I noticed that I was dropping GPU WUs. I tried lowering the OC on the rtx4070ti super, but nothing really cured the dropped WUs. Then the other day when I was using that computer for 3d printing (the computers main use is slicing and 3d modeling) I noticed that the CPU was reporting 100C. I stopped folding CPU and it dropped to 35C. Was it my AIO? Nope that seemed to be working. Digging further, only Cores 4 and 6 run 100C, the other 6 are elevated, but perfectly fine for folding. Slicing, which is CPU intensive causes those cores to get up to 90C.

For now, I am still using the machine as a slicer, but will probably swap it out for Gamma which is a much more powerful AMD CPU with an RTX5080. My slicer software is available for Linux. I was probably going to do this for the summer anyway, for the most part it will be only machine folding during the summer.

I guess my question is what could cause 2 cores to just thermally fail like that?
 
A similar thing happened with my Q6600s over the years. For most of the time all four cores were usually within a couple degrees of each other but over the last few years they were in use two of the four cores would run hotter than the other two. I could swap CPUs out and the same thing would happen. In the case of these CPUs I'm pretty sure it was the motherboard bending from having multi-pound hunks of metal known as heatsinks hanging from the motherboard.

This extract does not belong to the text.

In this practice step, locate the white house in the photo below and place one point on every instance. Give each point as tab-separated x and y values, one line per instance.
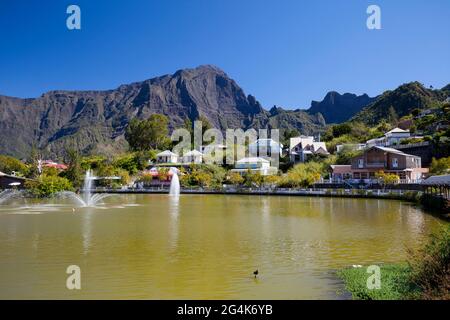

With an AIO it's unlikely it's the same thing. I wonder if instead the solder between those specific cores and the heatspreader has become disconnected. If this is possible it could mean there's now an air gap between the cores and heatspreader so the heat isn't being removed as fast as it is from the other cores.
 
1774209584619.png



ok um... well
Untitled.png

so one starts with 1 the other with 0....so
0=1
1=2
2=3 etc

so my hot cores are 3, 5, and 7, and looking at the image from TechPowerup they are not remotely next to each other. Well 3 and 7 could be connected, but none are affecting the even cores, so why would 7 affect 3?
 
View attachment 793016


ok um... well
View attachment 793018
so one starts with 1 the other with 0....so
0=1
1=2
2=3 etc

so my hot cores are 3, 5, and 7, and looking at the image from TechPowerup they are not remotely next to each other. Well 3 and 7 could be connected, but none are affecting the even cores, so why would 7 affect 3?
Is there an equal load on all the cores simultaneously? If not it's difficult to make much of a determination here other than three cores are running hot.
 
That was post CPU FAH running on cores 3-8, with only cores 1-2 reserved for the system and GPU FAH.